Ultrasound for brain
Doctors are exploring ultrasound as a way to treat neurological problems. One benefit of ultrasound is that it can be highly targeted to a small group of neurons without disturbing surrounding structures.
Ultrasound for your brain is not a DIY job, even if you have access to an ultrasound machine. You can liquefy your brain tissue. There are doctors who know what they’re doing.
Your brain doesn’t just take in information — it translates it into information that you can make sense of. Binaural beats involve one ear hearing one frequency or tempo, and the other ear hearing one that’s slightly different. As your brain works to equalize them, it makes a wave.

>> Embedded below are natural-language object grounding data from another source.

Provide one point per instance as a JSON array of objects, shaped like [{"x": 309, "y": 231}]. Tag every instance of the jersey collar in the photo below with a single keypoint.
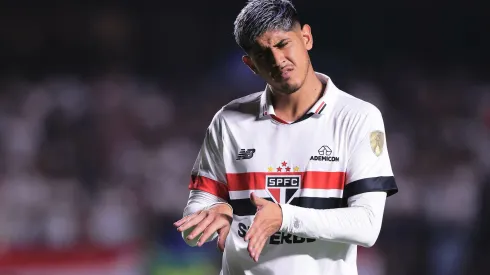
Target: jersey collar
[{"x": 266, "y": 108}]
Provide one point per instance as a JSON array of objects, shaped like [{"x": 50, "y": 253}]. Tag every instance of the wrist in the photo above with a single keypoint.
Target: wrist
[
  {"x": 287, "y": 213},
  {"x": 222, "y": 208}
]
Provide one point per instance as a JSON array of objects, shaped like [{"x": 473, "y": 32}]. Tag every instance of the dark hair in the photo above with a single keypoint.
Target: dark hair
[{"x": 260, "y": 16}]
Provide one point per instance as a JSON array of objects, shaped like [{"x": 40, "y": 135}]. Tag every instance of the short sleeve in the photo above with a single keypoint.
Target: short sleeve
[
  {"x": 369, "y": 167},
  {"x": 208, "y": 173}
]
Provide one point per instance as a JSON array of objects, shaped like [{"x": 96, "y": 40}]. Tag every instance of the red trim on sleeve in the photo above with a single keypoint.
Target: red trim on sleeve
[{"x": 208, "y": 185}]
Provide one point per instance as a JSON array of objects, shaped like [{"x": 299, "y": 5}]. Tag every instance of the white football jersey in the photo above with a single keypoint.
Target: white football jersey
[{"x": 337, "y": 150}]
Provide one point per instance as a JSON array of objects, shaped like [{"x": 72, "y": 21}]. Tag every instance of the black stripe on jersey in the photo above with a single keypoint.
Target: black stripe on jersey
[
  {"x": 244, "y": 207},
  {"x": 357, "y": 187}
]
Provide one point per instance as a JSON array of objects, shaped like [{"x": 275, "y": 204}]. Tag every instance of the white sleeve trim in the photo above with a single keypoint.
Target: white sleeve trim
[
  {"x": 200, "y": 200},
  {"x": 358, "y": 224}
]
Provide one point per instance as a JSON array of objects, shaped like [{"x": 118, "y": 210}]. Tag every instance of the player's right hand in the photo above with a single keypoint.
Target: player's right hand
[{"x": 216, "y": 219}]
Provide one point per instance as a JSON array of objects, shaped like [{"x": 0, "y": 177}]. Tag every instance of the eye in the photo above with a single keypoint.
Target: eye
[{"x": 282, "y": 45}]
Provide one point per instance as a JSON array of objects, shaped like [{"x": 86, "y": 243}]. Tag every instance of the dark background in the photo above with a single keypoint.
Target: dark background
[{"x": 104, "y": 105}]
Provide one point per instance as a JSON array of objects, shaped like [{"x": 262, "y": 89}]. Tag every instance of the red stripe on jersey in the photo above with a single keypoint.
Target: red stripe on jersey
[
  {"x": 319, "y": 107},
  {"x": 309, "y": 179},
  {"x": 208, "y": 185}
]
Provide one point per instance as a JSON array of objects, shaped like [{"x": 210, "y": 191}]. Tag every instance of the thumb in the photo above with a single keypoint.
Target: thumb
[
  {"x": 222, "y": 235},
  {"x": 257, "y": 201}
]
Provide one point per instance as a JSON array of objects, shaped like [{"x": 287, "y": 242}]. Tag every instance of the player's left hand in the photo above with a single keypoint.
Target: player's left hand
[{"x": 267, "y": 221}]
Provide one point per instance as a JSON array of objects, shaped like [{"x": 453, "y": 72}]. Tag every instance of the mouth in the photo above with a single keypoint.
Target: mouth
[{"x": 283, "y": 74}]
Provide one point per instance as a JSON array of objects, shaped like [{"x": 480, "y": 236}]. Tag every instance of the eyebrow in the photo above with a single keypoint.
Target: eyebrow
[{"x": 281, "y": 42}]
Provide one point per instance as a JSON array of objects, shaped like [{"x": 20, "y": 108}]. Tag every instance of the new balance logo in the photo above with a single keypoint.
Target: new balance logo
[{"x": 245, "y": 154}]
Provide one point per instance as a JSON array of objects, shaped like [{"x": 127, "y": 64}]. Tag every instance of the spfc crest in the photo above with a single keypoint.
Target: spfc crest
[{"x": 283, "y": 187}]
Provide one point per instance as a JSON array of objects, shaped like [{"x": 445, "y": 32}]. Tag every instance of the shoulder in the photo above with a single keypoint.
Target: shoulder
[
  {"x": 241, "y": 108},
  {"x": 351, "y": 107}
]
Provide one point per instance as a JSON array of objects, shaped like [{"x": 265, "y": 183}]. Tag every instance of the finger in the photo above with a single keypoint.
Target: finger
[
  {"x": 184, "y": 219},
  {"x": 223, "y": 234},
  {"x": 253, "y": 244},
  {"x": 191, "y": 222},
  {"x": 258, "y": 201},
  {"x": 201, "y": 227},
  {"x": 260, "y": 246},
  {"x": 216, "y": 225},
  {"x": 254, "y": 228}
]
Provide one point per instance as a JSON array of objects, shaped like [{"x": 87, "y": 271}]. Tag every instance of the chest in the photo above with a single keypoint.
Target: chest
[{"x": 311, "y": 145}]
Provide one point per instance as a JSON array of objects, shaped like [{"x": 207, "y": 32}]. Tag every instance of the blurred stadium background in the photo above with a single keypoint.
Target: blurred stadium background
[{"x": 103, "y": 106}]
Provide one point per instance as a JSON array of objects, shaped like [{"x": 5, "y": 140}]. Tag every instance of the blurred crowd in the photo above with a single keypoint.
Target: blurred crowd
[{"x": 106, "y": 161}]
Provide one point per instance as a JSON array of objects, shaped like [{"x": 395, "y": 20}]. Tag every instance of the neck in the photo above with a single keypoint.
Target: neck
[{"x": 291, "y": 107}]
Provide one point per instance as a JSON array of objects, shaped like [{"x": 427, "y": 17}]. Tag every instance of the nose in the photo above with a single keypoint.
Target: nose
[{"x": 277, "y": 57}]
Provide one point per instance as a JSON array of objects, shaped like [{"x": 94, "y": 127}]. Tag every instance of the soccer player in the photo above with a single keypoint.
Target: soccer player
[{"x": 291, "y": 179}]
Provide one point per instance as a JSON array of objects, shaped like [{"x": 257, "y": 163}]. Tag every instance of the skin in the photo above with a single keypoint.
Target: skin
[{"x": 281, "y": 59}]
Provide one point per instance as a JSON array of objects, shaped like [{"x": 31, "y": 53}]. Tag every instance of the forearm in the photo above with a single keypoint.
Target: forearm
[
  {"x": 358, "y": 224},
  {"x": 198, "y": 200}
]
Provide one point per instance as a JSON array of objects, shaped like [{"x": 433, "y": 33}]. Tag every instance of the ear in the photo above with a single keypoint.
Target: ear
[
  {"x": 307, "y": 36},
  {"x": 248, "y": 61}
]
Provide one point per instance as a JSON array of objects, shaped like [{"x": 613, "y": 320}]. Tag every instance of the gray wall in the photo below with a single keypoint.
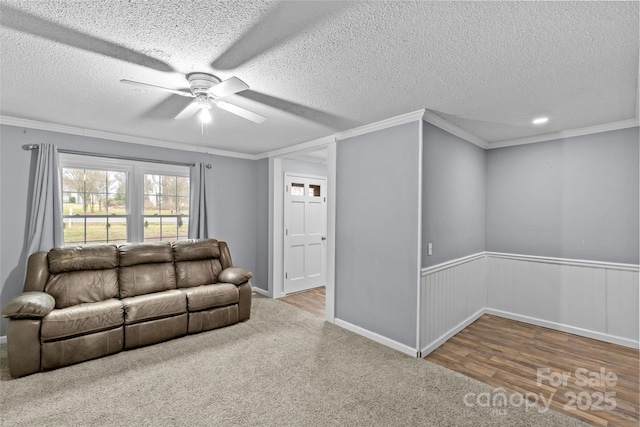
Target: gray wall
[
  {"x": 572, "y": 198},
  {"x": 261, "y": 272},
  {"x": 376, "y": 240},
  {"x": 233, "y": 208},
  {"x": 453, "y": 196}
]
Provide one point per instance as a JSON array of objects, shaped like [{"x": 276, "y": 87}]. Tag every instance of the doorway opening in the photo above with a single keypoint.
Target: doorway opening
[{"x": 302, "y": 228}]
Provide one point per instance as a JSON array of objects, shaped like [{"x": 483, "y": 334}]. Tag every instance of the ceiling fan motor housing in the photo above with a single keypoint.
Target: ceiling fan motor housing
[{"x": 200, "y": 83}]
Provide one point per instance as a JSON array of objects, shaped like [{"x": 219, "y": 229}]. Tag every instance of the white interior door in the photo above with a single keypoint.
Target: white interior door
[{"x": 305, "y": 225}]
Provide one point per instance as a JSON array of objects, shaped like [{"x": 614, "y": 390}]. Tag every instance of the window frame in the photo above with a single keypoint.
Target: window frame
[{"x": 135, "y": 171}]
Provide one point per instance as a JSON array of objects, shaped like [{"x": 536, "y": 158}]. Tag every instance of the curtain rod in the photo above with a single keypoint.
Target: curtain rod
[{"x": 29, "y": 147}]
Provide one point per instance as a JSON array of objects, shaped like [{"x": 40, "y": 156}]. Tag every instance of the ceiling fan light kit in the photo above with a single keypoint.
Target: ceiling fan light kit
[{"x": 207, "y": 90}]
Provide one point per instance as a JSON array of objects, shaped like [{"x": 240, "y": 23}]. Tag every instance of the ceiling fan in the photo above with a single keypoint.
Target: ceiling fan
[{"x": 207, "y": 90}]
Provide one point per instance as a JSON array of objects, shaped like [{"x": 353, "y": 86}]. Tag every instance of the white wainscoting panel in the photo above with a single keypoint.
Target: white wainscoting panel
[
  {"x": 623, "y": 315},
  {"x": 596, "y": 300},
  {"x": 452, "y": 295}
]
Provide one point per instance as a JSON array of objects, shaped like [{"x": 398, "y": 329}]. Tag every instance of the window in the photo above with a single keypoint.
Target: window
[
  {"x": 94, "y": 205},
  {"x": 109, "y": 201},
  {"x": 166, "y": 207}
]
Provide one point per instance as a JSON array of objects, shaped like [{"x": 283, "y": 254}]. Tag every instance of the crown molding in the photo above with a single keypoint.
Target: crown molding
[
  {"x": 605, "y": 127},
  {"x": 324, "y": 141},
  {"x": 447, "y": 126},
  {"x": 72, "y": 130},
  {"x": 382, "y": 124},
  {"x": 303, "y": 146}
]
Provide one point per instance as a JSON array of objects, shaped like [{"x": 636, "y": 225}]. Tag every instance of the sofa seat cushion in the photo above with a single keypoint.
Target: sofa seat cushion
[
  {"x": 82, "y": 319},
  {"x": 210, "y": 296},
  {"x": 154, "y": 306}
]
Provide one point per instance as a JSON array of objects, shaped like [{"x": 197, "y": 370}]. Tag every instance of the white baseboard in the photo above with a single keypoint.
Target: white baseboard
[
  {"x": 403, "y": 348},
  {"x": 260, "y": 291},
  {"x": 565, "y": 328},
  {"x": 437, "y": 343}
]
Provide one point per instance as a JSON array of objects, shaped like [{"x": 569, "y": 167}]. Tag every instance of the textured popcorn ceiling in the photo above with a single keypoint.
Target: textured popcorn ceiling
[{"x": 318, "y": 68}]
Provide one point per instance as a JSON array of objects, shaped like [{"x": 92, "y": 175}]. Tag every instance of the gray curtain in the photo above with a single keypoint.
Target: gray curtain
[
  {"x": 45, "y": 221},
  {"x": 198, "y": 228}
]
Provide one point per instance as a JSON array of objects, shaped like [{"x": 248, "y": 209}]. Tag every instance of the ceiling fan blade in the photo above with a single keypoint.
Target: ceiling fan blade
[
  {"x": 166, "y": 89},
  {"x": 228, "y": 87},
  {"x": 188, "y": 111},
  {"x": 322, "y": 117},
  {"x": 239, "y": 111}
]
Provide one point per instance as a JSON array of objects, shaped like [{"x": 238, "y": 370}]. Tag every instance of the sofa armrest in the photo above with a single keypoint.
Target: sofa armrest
[
  {"x": 29, "y": 305},
  {"x": 235, "y": 275}
]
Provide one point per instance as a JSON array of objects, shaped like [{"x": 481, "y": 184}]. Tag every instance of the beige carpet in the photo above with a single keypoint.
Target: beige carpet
[{"x": 283, "y": 367}]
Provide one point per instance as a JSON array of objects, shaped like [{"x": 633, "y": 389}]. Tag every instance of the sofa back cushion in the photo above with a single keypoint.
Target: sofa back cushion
[
  {"x": 81, "y": 274},
  {"x": 197, "y": 262},
  {"x": 145, "y": 268}
]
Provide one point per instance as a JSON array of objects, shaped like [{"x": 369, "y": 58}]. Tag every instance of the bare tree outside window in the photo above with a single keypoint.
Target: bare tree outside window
[
  {"x": 166, "y": 207},
  {"x": 94, "y": 205}
]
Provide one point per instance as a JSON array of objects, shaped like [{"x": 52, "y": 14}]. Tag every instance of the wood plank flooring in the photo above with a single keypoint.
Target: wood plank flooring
[
  {"x": 505, "y": 353},
  {"x": 312, "y": 301}
]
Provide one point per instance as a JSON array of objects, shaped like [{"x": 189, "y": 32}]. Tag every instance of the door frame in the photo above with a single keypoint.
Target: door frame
[
  {"x": 283, "y": 189},
  {"x": 276, "y": 220}
]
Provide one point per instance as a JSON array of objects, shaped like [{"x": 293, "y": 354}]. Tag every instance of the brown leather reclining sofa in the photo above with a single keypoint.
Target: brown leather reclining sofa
[{"x": 84, "y": 302}]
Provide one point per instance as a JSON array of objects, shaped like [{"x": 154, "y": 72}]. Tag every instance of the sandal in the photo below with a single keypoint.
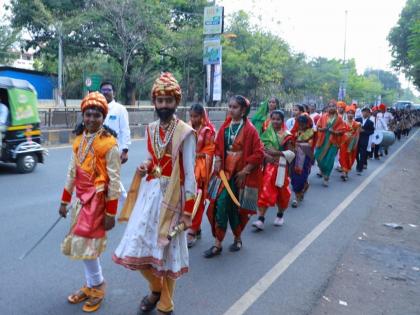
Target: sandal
[
  {"x": 146, "y": 305},
  {"x": 96, "y": 296},
  {"x": 236, "y": 246},
  {"x": 79, "y": 296},
  {"x": 192, "y": 239},
  {"x": 212, "y": 251}
]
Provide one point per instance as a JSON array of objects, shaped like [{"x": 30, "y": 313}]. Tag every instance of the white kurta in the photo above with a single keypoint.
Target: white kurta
[
  {"x": 139, "y": 247},
  {"x": 117, "y": 120}
]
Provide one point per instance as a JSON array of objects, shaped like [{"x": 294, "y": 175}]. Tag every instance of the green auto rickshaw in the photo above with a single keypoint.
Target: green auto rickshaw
[{"x": 21, "y": 134}]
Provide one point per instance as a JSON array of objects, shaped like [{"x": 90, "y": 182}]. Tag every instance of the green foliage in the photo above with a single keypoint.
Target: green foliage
[
  {"x": 131, "y": 41},
  {"x": 404, "y": 39},
  {"x": 8, "y": 37}
]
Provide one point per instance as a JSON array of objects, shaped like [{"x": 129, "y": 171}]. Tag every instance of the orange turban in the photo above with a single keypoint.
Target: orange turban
[
  {"x": 95, "y": 99},
  {"x": 341, "y": 104},
  {"x": 167, "y": 85},
  {"x": 351, "y": 108}
]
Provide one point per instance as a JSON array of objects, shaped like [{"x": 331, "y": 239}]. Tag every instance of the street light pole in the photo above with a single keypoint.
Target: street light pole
[{"x": 60, "y": 68}]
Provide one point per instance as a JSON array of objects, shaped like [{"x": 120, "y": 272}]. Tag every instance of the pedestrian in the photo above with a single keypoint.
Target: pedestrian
[
  {"x": 205, "y": 133},
  {"x": 237, "y": 169},
  {"x": 94, "y": 172},
  {"x": 165, "y": 199},
  {"x": 117, "y": 120},
  {"x": 348, "y": 148},
  {"x": 380, "y": 125},
  {"x": 274, "y": 188},
  {"x": 367, "y": 129},
  {"x": 330, "y": 129},
  {"x": 261, "y": 119},
  {"x": 298, "y": 110},
  {"x": 300, "y": 167}
]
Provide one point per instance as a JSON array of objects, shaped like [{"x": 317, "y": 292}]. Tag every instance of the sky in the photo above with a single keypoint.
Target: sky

This concept has been known for centuries or longer. Tibetans used singing bowls — tuned bowls that play a tone when you run a wand along its rim — to produce brain waves. Someone would play, for example, a 100 Hz bowl on one side of your head, and a 120 Hz bowl on the other side of your head. Different frequencies would produce waves for different functions, like deeper meditation or relaxation.
There are lots of ways to incorporate binaural beats into your life today. You can download mp3 tracks, listen to binaural beats apps like Brainwave, or use this playlist.